Li chiamavano marziani, animali, fuorilegge, briganti, guerriglieri, trovatori, abitanti dello spazio, viaggiatori, visionari, anarchici, cercatori.
A. Camerini, La ballata dell'invasione degli extraterrestri
È strano, veramente strano per l’oggi avere bisogno di una Route. Per chi ne ha vissuta una, però, è facilissimo capirlo. Sarebbe facilissimo spiegare il percorso sul quale abbiamo camminato da Brescia a Caramanico Terme e da lì su su fino al Monte Amaro, seconda vetta degli Appennini, e poi giù giù sino a Passo S. Leonardo e poi Roccacaramanico e Pescara, attraverso mille altri luoghi. Ma una route non è solo questo. È difficile riassumere tutta questa esperienza in poche parole.
Siamo partiti, nei mesi precedenti, domandandoci cosa significa andare nel mondo? Ci siamo detti che per noi è andare ad indagare e a toccare con mano quali sono le realtà che ci circondano e relazionarci con le persone che le vivono. Conoscere e parlare con un migrante pugliese degli anni ‘50, con un papà che ha rinunciato ad un lavoro ultra pagato perché poco etico e ad oggi arriva per poco alla fine del mese, con un immigrato argentino che vive suonando la chitarra e che parla di fame e amore, con un rifugiato arrivato con un barcone, con persone che hanno deciso di mettere radici nel nostro territorio e che si sentono libere di scegliere autenticamente.
Carichi di questo bagaglio e dello zaino siamo partiti da Brescia alla volta di Caramanico Terme, in treno ovviamente, per poi addentrarci dentro il Parco Nazionale della Majella. Non sono i kilometri che si fanno che rendono interessante la strada (non sapremmo nemmeno quantificarli, sinceramente), è il camminare con altre persone, condividerne i passi, la stanchezza, i paesaggi, la gioia, le parole e, a volte, la disperazione che rendono la strada importante. La strada permette poi di condividere la fatica, non una fatica fine a sè stessa che ci dimostri quanto siamo forti, piuttosto una sana fatica che faccia riprendere il contatto con quello che siamo davvero senza sovrastrutture, senza maschere che nell'essenzialità di uno zaino da route non ci si può permettere di portare. Così anche il solo sudare insieme nel caldo di un luglio afoso è un motivo per gioire, per essere contenti di essere davvero abitanti dello spazio, di essere vivi per davvero! Una route, però, non si può fare da soli. Il clan è una comunità che insieme si muove. Che cosa buffa se ci pensate, l'essere comunità è una delle cose più lontane da ciò che viviamo tutti i giorni. Cioè, nonostante tutte le belle parole che ci diciamo è molto più facile sbrigarsi da soli le proprie faccende senza bisogno degli altri. È più facile non farsi domande scomode che parlino della vita di tutti giorni. È più facile lamentarsi. C'è bisogno di esercizio quotidiano per capire il potenziale della parola Comunità, per capire la bellezza del farsi compagni e dello spezzare il pane con gli altri. Le domande che ci siamo fatti sono andate in questo senso: cosa vuol dire godere? Che distanza è “la prossimità” verso l’altro? Quali sono gli ambiti, cose e persone che ci sono nel tuo quotidiano e perché? Cosa ti fa sentire libero? Quale é il tuo limite? Tu in cosa credi?
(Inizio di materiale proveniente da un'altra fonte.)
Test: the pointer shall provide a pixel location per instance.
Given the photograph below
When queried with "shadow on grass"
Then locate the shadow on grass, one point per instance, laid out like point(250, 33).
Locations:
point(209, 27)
Essere dei marziani, briganti, trovatori,... significa essere persone che fanno la rivoluzione dando delle risposte perché hanno fatto delle scelte, essere in ricerca e non accontentarsi delle regole e del “si è sempre fatto così”, partire per scoprire cose nuove e tornare per portare le novità agli altri, essere “per gli altri” perché sai chi sei tu!
Dunque buon viaggio: non c’è vita senza strada.